Bir vatana ait olmak

Prof. Dr. Deniz Ülke KAYNAK
Prof. Dr. Deniz Ülke KAYNAK Periskop denizulke.kaynak@dunya.com

ABD Başkanı Donald Trump’ın Gaz­ze’yi tıpkı sıradan bir tarla gibi pa­rasını vermek suretiyle Filistinlilerden almayı hayal etmesi çoğumuza garip, hadsiz ve cüretkar geldi. Aslında ortalı­ğı karıştırarak iç savaş çıkartması, vekil güçlerce bölgeyi tarumar ettirmesi, terö­re boğması, insanları aç bırakması, yaptı­rım uygulaması hatta işgal etmesi alışa­geldiğimiz bir durumdu.

Lakin “Gazze’yi satın almak istiyorum…burayı büyük bir emlâk alanı olarak düşünün…ABD bu­raya sahip olacak ve biz de yavaş yavaş -çok yavaş, acelemiz yok- burayı gelişti­receğiz” demesi acaba aklını mı yitirdi diye düşündürtmedi değil. Gerçi bir yan­dan “Trump tam da bu. Aklındaki dilin­de. Hiç olmazsa yapmayı düşündüklerini süslü cümlelerin; sahte ideallerin arkası­na saklamadan dümdüz ifade ediyor” di­ye avunuyoruz.

Zira batı emperyalizmin yüzyıllar içerisinde farklı kılıklara bürü­nen uydurma nezaket örtülerinin altına gizlediği derin kabalıktan, nobranlıktan ve aba altından gösterilen sopadan hepi­miz bıktık usandık. Trump’ın hiç olmaz­sa kendini gizlemek gibi bir eğilimi yok. O bir beyaz adam ve beyaz adamın gerçek diliyle konuşuyor: Geldim, gördüm, yen­dim, beğendim, aldım…

Her toprak vatan mıdır?

Bir toprak alanını, ya da bir ülkeyi va­tanlaştıran şeyin ne olduğu konusu in­celemeye muhtaç bir olgu. Burası benim toprağım diyebilmek için bir “mülkiyet ilişkisine” ihtiyaç var. Ekip biçiyorsak, ekmeğimizi üretiyorsak yani işlevsel olarak bize hizmet eden ve tapusuna sa­hip olduğumuz bir toprak alanından bah­sediyorsak, orasının bize ait bir yer oldu­ğunu, bir sahiplik ilişkisi kurduğumuzu söyleyebiliriz.
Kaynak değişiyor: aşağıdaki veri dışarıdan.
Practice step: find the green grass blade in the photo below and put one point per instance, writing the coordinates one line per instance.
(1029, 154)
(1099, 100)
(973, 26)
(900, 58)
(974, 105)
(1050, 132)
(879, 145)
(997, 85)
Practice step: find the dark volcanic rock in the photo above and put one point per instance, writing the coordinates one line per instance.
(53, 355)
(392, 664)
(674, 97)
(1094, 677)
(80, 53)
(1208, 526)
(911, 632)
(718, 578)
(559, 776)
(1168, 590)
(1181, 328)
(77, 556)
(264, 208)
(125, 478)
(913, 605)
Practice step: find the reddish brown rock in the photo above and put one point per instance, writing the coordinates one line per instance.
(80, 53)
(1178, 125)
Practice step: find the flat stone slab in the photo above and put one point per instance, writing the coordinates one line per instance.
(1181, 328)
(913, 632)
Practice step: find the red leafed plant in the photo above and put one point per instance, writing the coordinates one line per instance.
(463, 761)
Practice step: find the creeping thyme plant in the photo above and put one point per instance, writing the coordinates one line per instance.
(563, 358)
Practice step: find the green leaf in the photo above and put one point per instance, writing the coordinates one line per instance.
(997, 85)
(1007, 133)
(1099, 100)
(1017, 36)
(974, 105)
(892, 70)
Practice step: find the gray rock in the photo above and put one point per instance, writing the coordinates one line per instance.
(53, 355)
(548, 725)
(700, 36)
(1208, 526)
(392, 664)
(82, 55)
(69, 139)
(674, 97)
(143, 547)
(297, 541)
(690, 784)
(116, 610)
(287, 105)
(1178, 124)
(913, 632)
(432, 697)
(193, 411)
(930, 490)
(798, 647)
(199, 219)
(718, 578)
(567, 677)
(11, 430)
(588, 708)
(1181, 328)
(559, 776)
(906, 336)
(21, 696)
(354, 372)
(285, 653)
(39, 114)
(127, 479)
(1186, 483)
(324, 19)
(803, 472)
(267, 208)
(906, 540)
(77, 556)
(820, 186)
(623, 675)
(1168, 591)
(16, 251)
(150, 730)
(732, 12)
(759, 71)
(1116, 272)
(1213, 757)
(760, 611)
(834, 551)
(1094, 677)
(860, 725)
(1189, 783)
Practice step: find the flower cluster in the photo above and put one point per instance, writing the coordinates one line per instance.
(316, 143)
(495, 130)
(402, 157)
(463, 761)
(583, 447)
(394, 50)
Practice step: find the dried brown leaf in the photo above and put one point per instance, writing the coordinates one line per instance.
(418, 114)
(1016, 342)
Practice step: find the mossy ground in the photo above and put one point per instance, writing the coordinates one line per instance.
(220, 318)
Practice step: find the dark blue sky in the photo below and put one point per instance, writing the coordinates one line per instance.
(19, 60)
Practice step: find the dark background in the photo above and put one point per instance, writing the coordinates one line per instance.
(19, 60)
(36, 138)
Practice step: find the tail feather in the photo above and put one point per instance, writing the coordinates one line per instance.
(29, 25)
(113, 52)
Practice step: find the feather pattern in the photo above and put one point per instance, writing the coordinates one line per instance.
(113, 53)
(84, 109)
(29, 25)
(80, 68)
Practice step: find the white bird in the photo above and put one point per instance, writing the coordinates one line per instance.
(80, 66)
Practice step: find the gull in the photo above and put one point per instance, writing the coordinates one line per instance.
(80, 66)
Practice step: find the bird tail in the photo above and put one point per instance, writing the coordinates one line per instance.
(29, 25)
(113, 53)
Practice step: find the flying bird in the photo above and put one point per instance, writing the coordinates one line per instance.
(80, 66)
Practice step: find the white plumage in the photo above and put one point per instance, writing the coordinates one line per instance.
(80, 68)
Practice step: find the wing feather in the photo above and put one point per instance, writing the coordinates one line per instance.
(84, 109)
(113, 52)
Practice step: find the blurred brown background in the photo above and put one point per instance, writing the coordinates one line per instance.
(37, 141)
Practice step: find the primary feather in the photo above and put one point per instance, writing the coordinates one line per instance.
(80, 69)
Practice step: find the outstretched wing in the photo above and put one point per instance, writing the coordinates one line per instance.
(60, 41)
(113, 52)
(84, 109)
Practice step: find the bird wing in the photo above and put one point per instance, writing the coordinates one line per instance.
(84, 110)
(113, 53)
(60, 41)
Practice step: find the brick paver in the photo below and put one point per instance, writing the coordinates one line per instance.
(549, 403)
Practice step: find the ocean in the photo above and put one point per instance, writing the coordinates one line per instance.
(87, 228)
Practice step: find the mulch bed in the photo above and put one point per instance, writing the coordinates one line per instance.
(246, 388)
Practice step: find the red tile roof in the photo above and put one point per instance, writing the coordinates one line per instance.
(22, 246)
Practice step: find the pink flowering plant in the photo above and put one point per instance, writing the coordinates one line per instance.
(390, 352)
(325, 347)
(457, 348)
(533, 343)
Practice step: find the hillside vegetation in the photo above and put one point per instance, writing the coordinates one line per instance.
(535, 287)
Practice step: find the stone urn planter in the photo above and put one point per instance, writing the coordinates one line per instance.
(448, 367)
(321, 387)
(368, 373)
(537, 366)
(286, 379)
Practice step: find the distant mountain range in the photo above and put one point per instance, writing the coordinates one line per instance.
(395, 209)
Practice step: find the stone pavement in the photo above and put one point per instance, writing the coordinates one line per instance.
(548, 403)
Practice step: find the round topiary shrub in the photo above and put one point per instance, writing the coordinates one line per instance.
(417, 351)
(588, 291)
Burası benim ülkem dediğimizde ise coğrafi alanı belirlenmiş ve uluslararası bakımdan tanınmış sınırlara sahip olan bir yerden bahsederiz. Nitekim devlet de­diğimiz kurum da, bir aygıt ve örgüt ola­rak otoritesini sistemdeki diğer aktörler tarafından da tanınan bu toprak parçası üzerinde tesis eder. Kimliğimiz, pasapor­tumuz hangi ülkenin vatandaşları oldu­ğumuzu belirler, yani ülkemizle olan iliş­kimiz yasal ve mevzuat üzerine bina edil­miş bir bağ ilişkisidir.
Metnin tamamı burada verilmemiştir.